With summer temperatures hear that can reach into the 90s during heat waves, the Occupational Safety and Health Administration, is reminding employers to protect workers that may be exposed to extreme heat while working outdoors or hot indoor environments.

Each year, thousands of workers suffer the effects of heat exposure and, in some cases, die as a result.

“Employers can take a few easy steps to prevent heat illness including scheduling frequent water breaks, allowing ample time to rest, and providing shade,” said Ken Nishiyama Atha, OSHA’s Regional Administrator in Chicago.

A majority of recent heat-related deaths often involve workers on the job for three days or less – highlighting the need for employers to ensure that new workers become acclimated to the heat when starting or returning to work.

To prevent heat related illness and fatalities:

– Drink water every 15 minutes, even if you are not thirsty.

– Rest in the shade to cool down.

– Wear a hat and light-colored clothing.

– Learn the signs of heat illness and what to do in an emergency.

– Keep an eye on fellow workers.

“Easy does it” on your first days of work in the heat.

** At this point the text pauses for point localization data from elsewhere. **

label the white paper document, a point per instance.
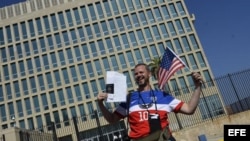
(116, 86)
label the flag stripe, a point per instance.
(170, 64)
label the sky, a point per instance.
(223, 27)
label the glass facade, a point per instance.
(60, 59)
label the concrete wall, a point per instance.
(213, 130)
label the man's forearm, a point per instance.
(106, 113)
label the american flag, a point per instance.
(170, 64)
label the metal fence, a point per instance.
(229, 94)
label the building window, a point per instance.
(200, 59)
(36, 103)
(45, 101)
(86, 90)
(69, 95)
(192, 61)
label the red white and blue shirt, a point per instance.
(158, 102)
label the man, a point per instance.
(148, 109)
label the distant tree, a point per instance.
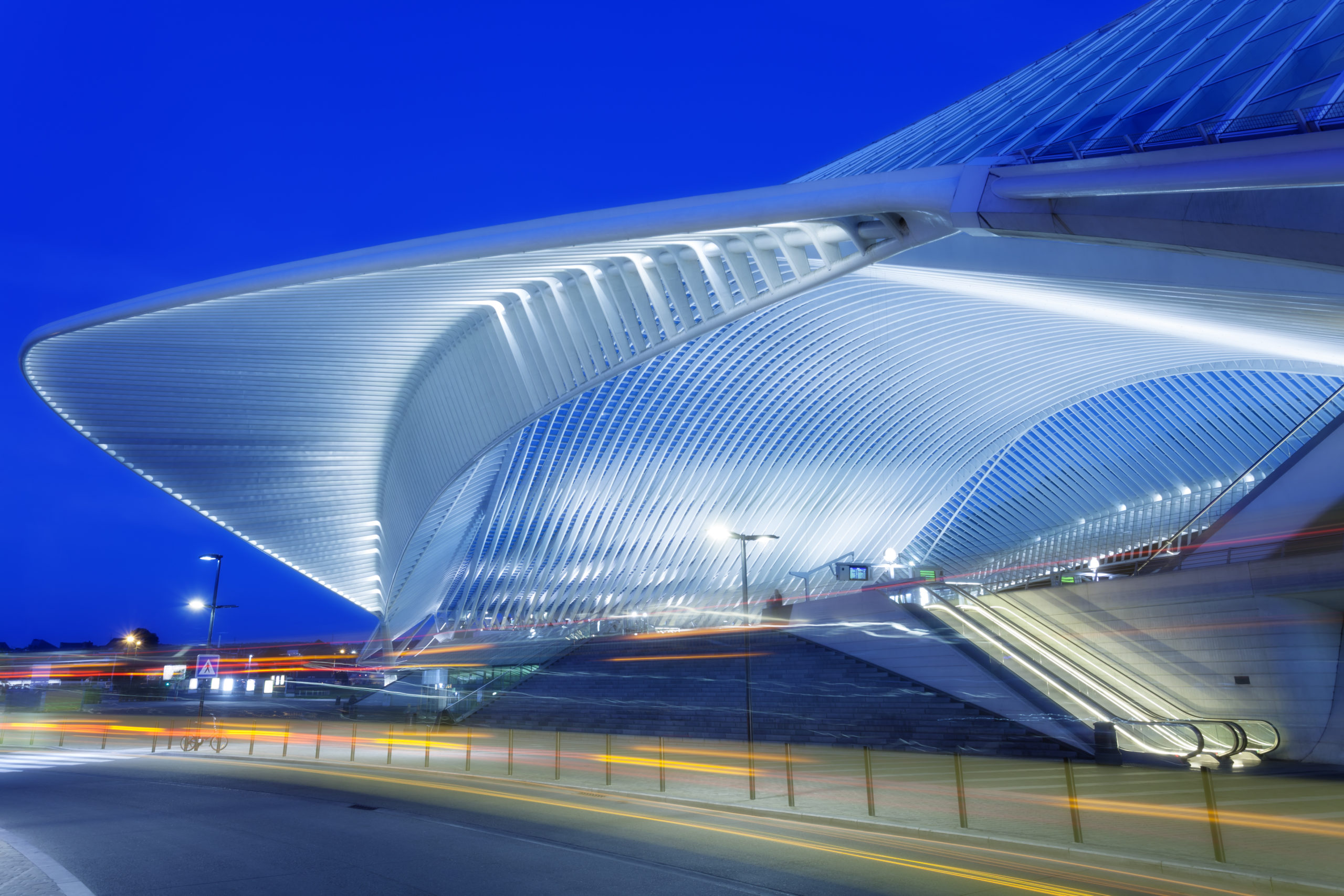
(144, 637)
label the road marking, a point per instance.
(53, 760)
(65, 882)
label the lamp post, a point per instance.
(210, 635)
(723, 534)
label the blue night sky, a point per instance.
(150, 145)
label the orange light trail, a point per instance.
(691, 656)
(965, 873)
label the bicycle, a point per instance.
(217, 742)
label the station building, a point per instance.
(1083, 323)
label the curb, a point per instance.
(1211, 875)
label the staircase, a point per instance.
(802, 692)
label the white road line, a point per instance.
(11, 762)
(68, 883)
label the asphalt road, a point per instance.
(207, 825)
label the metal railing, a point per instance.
(1150, 812)
(1314, 119)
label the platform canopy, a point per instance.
(905, 352)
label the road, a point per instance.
(132, 823)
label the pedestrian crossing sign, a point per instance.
(207, 666)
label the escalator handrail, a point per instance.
(1241, 742)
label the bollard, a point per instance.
(1107, 747)
(1074, 815)
(750, 767)
(961, 790)
(1215, 829)
(867, 777)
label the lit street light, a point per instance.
(723, 534)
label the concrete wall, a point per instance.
(1187, 635)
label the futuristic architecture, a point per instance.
(1042, 325)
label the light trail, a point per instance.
(692, 656)
(965, 873)
(378, 738)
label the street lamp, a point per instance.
(214, 598)
(723, 534)
(210, 635)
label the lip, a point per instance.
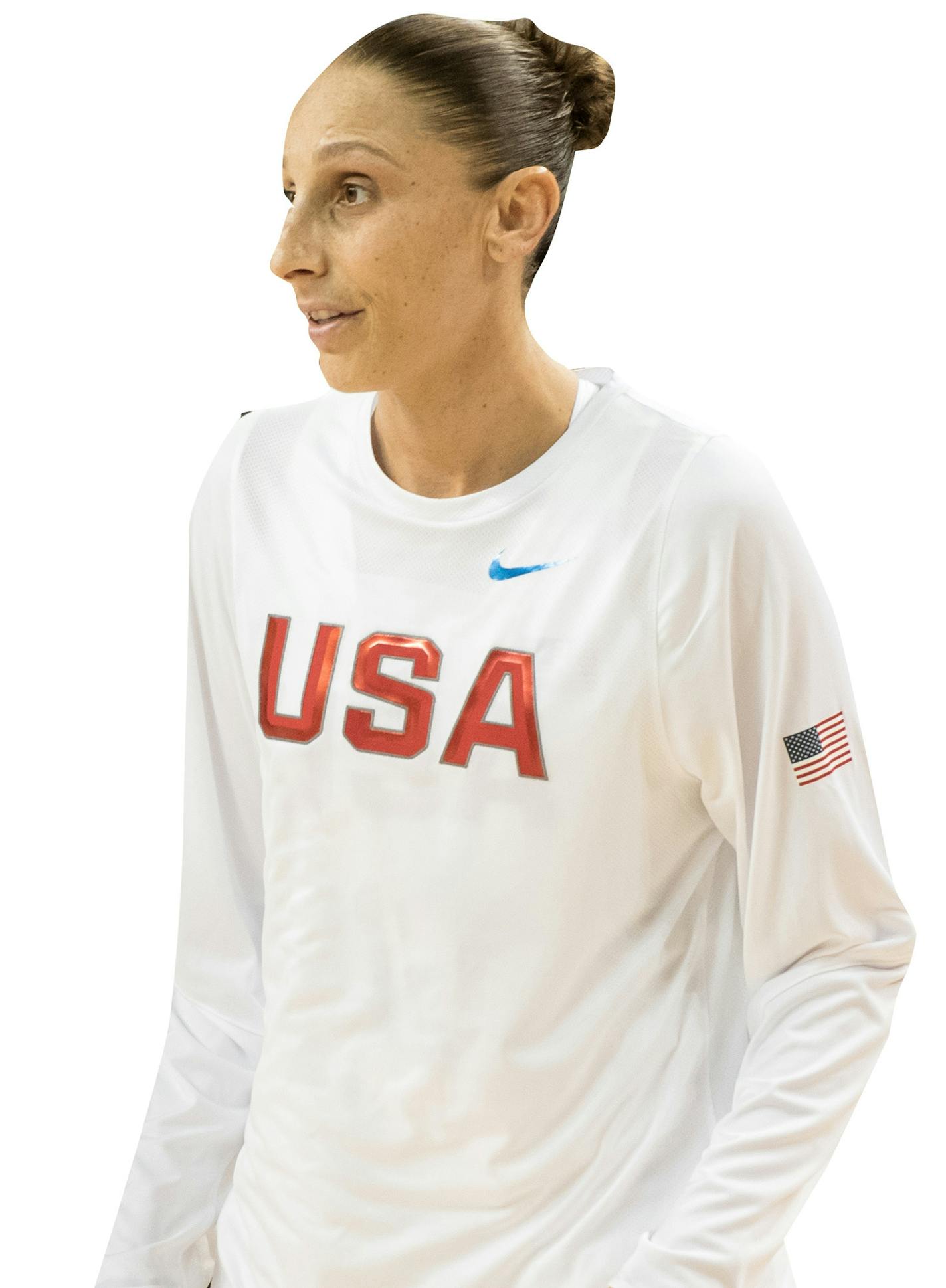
(324, 306)
(322, 333)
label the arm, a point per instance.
(752, 672)
(195, 1121)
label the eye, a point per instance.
(348, 187)
(345, 187)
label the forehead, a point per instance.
(352, 106)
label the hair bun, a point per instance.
(589, 82)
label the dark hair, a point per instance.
(502, 90)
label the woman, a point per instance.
(537, 927)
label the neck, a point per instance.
(476, 426)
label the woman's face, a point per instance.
(432, 266)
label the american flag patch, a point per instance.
(817, 751)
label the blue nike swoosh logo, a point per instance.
(499, 573)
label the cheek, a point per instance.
(422, 267)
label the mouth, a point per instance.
(324, 329)
(328, 320)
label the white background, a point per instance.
(757, 248)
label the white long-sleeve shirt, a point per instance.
(537, 927)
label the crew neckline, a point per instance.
(499, 495)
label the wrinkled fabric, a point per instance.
(537, 925)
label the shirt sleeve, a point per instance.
(164, 1234)
(758, 709)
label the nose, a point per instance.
(296, 250)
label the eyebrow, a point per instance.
(352, 146)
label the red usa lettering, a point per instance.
(471, 727)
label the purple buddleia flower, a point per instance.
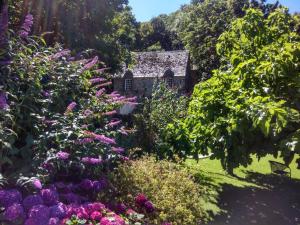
(71, 198)
(118, 150)
(39, 214)
(62, 155)
(49, 196)
(3, 101)
(60, 54)
(92, 161)
(105, 140)
(140, 199)
(114, 123)
(104, 84)
(26, 27)
(86, 185)
(10, 197)
(3, 24)
(111, 113)
(37, 184)
(14, 213)
(100, 92)
(100, 185)
(59, 210)
(54, 221)
(97, 80)
(149, 207)
(70, 107)
(31, 201)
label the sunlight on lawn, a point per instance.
(213, 169)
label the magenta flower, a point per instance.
(86, 185)
(111, 113)
(97, 80)
(140, 199)
(100, 92)
(14, 213)
(104, 84)
(26, 27)
(149, 206)
(49, 196)
(39, 213)
(118, 150)
(96, 216)
(62, 155)
(59, 210)
(70, 107)
(60, 54)
(37, 184)
(54, 221)
(96, 206)
(10, 197)
(114, 123)
(31, 201)
(85, 141)
(3, 101)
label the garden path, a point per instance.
(276, 203)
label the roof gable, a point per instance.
(155, 64)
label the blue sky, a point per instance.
(144, 10)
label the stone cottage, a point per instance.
(172, 67)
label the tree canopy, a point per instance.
(251, 104)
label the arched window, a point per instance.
(169, 78)
(128, 81)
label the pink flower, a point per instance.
(100, 92)
(118, 149)
(111, 113)
(114, 123)
(62, 155)
(140, 199)
(104, 84)
(37, 184)
(60, 54)
(70, 107)
(97, 80)
(96, 216)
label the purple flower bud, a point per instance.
(49, 196)
(37, 184)
(59, 210)
(149, 206)
(86, 185)
(62, 155)
(31, 201)
(10, 197)
(14, 213)
(3, 101)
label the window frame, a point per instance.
(128, 84)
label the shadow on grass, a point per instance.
(276, 203)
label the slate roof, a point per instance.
(155, 64)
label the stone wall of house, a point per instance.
(142, 86)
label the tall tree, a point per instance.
(251, 105)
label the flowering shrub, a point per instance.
(171, 196)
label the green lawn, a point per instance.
(213, 170)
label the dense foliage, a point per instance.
(164, 106)
(107, 26)
(178, 199)
(251, 104)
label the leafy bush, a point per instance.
(164, 106)
(251, 104)
(175, 195)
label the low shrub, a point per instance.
(178, 199)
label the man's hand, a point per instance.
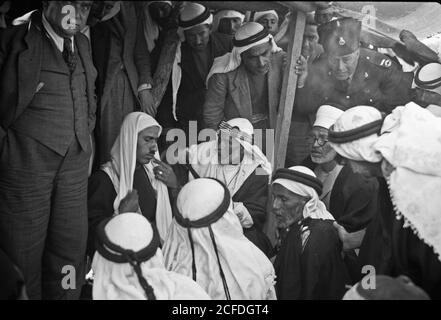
(147, 102)
(164, 172)
(301, 70)
(350, 240)
(129, 203)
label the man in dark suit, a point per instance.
(47, 111)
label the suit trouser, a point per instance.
(43, 214)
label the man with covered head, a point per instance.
(269, 20)
(401, 150)
(129, 265)
(349, 196)
(134, 180)
(206, 243)
(246, 82)
(350, 75)
(236, 161)
(198, 47)
(309, 264)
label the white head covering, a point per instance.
(204, 158)
(226, 14)
(326, 116)
(248, 273)
(118, 281)
(151, 28)
(314, 208)
(232, 60)
(261, 14)
(411, 142)
(189, 12)
(122, 167)
(360, 149)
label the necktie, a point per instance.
(68, 55)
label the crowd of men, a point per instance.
(88, 183)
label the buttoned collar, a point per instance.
(59, 41)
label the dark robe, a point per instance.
(317, 271)
(415, 259)
(102, 194)
(254, 195)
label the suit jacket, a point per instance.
(228, 94)
(101, 45)
(20, 64)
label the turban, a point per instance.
(260, 14)
(122, 167)
(302, 181)
(206, 242)
(192, 15)
(249, 35)
(411, 142)
(226, 14)
(355, 132)
(128, 264)
(327, 115)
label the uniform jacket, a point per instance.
(20, 61)
(378, 81)
(228, 94)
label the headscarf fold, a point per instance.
(190, 12)
(151, 28)
(411, 142)
(314, 208)
(248, 273)
(122, 167)
(232, 60)
(260, 14)
(119, 281)
(226, 14)
(360, 121)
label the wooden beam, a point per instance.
(288, 95)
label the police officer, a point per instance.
(349, 75)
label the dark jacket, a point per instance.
(20, 60)
(228, 94)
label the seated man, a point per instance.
(350, 197)
(131, 171)
(234, 160)
(247, 82)
(128, 264)
(403, 154)
(309, 264)
(205, 242)
(269, 20)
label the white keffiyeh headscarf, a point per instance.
(232, 60)
(190, 12)
(411, 142)
(118, 281)
(122, 167)
(314, 208)
(248, 273)
(359, 149)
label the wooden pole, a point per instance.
(288, 89)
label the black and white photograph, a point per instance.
(246, 152)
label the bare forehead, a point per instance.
(150, 132)
(258, 50)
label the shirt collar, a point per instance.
(59, 41)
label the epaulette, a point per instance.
(376, 58)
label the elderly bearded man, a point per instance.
(234, 160)
(309, 264)
(47, 111)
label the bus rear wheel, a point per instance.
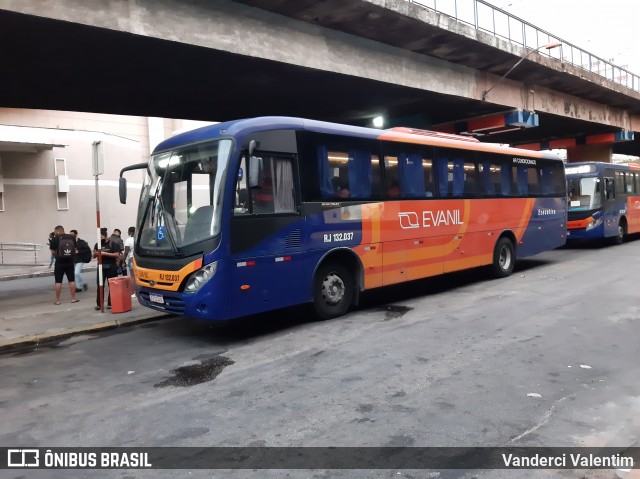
(504, 258)
(332, 291)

You need to get used to it.

The risk of heat stress increases for workers 65 years of age or older, are overweight, have heart disease or high blood pressure, or take medications.

Working in full sunlight can increase heat index values by 15 degrees Fahrenheit. Keep this in mind and plan additional precautions for working in these conditions. Those employed in hot indoor environments such as firefighters, bakers, factory and boiler room workers, are also at risk when temperatures rise.